Bloomberg bows out of presidential contest but his money will stay

WASHINGTON--After a not-so-Super Tuesday, Michael Bloomberg is out of the presidential nomination contest. But the power of his $60 billion fortune is staying in.
  Bloomberg on Wednesday switched from being a candidate to being a powerful backer of former Vice President Joe Biden, who dominated March 3 Super Tuesday voting in the race to challenge President Donald Trump in the Nov. 3 election.


  Bloomberg, the 78-year-old former mayor of New York and one of America's richest people, performed poorly at Tuesday's polls, winning only the U.S. territory of American Samoa despite spending more than $500 million in an unprecedented ad blitz. In announcing he was ending his presidential run, he also endorsed Biden, who like Bloomberg is a moderate and is now the leading contender to take on the self-described democratic socialist, U.S. Senator Bernie Sanders, for the Democratic Party nomination.
  "I will work to make him the next president of the United States," Bloomberg said of Biden in a statement.
  It was not immediately clear how Bloomberg would support Biden. When asked what the support will look like, an official in Bloomberg's former campaign pointed to his past pledge to keep campaign infrastructure in place through November to help Democrats defeat Trump.
  Bloomberg addressed a crowd of supporters in New York, thanking his staff for their efforts but providing no details on how he would spend his money. Biden's deputy campaign manager Kate Bedingfield said it wasn't clear how Biden's campaign will work with Bloomberg. "All of those details are still to be worked out," she said on a call with reporters.
  Bloomberg had used advertising as part of his novel electoral strategy, in which he skipped the four early-voting states and instead focused on the 14-state Super Tuesday contest. His ad campaign on Facebook, costing him about $63 million, appeared to go dark on Wednesday. No ads were listed as active on the social media platform's political ad library.
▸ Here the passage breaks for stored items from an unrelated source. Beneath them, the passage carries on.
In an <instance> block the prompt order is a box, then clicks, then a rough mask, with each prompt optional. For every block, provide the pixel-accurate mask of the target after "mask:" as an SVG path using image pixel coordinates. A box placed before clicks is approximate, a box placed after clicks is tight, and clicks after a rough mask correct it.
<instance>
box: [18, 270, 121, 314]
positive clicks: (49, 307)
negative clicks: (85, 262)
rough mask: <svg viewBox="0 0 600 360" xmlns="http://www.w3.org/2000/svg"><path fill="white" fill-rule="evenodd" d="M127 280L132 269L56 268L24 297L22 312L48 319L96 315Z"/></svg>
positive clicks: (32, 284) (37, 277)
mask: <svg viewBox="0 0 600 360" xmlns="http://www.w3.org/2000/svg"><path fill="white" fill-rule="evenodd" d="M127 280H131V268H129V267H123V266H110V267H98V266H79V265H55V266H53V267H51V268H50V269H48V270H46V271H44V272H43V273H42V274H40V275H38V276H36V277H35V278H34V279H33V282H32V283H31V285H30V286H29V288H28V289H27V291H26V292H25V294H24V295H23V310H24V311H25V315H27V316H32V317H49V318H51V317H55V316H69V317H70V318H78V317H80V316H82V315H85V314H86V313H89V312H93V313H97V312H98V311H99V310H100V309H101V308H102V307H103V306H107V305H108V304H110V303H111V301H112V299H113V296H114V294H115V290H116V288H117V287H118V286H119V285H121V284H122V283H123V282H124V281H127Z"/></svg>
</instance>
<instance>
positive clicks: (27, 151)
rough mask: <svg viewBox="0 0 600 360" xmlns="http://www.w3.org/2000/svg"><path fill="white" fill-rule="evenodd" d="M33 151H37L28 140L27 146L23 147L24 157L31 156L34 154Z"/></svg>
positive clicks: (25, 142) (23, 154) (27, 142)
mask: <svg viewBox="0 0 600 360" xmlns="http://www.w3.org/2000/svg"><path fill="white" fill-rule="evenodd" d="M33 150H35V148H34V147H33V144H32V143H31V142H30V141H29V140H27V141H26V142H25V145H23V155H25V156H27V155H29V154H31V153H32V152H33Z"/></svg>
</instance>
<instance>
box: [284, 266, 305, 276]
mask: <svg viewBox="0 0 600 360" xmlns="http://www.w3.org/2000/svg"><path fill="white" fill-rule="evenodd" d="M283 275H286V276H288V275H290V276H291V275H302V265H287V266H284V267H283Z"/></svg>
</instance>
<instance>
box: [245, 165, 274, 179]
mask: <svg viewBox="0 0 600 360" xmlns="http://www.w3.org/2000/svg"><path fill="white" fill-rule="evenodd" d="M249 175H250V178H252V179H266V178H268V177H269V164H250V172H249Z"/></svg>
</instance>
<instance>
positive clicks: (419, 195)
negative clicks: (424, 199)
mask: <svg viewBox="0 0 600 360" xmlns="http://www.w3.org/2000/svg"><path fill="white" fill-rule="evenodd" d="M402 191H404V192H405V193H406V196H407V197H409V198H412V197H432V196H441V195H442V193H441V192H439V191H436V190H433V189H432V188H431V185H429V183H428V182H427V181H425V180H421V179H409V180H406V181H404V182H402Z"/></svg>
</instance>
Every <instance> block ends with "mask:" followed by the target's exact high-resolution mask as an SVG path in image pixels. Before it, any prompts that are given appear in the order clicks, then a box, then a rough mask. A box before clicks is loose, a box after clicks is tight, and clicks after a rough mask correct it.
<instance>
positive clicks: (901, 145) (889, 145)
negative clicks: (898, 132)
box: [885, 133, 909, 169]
  Biden, 77, the former vice president, accomplished his Super Tuesday goal of muscling Bloomberg aside and consolidating support of moderates to turn the race into a one-on-one contest against Sanders.
  Since entering the race on Nov. 24, Bloomberg spent freely from the fortune he built on his eponymous financial information company on an ad campaign that vaulted him into the top tier of the Democratic field. He showed what an avalanche of cash could and could not do.
  After Bloomberg blanketed the airwaves with promises that he could defeat the Republican Trump in November, his support among Democrats and independents in public opinion polls rose to around 15% from about 5% when he entered. He hired thousands of staff and mounted a vigorous national tour focused on the 14 states that voted on Super Tuesday.
  But he failed to win much more than 15% of the vote in any state on Tuesday. With counting still under way, Bloomberg's vote tallies were enough to pick up some delegates to the party's July convention - in Arkansas, California, Colorado, Tennessee, Texas and Utah.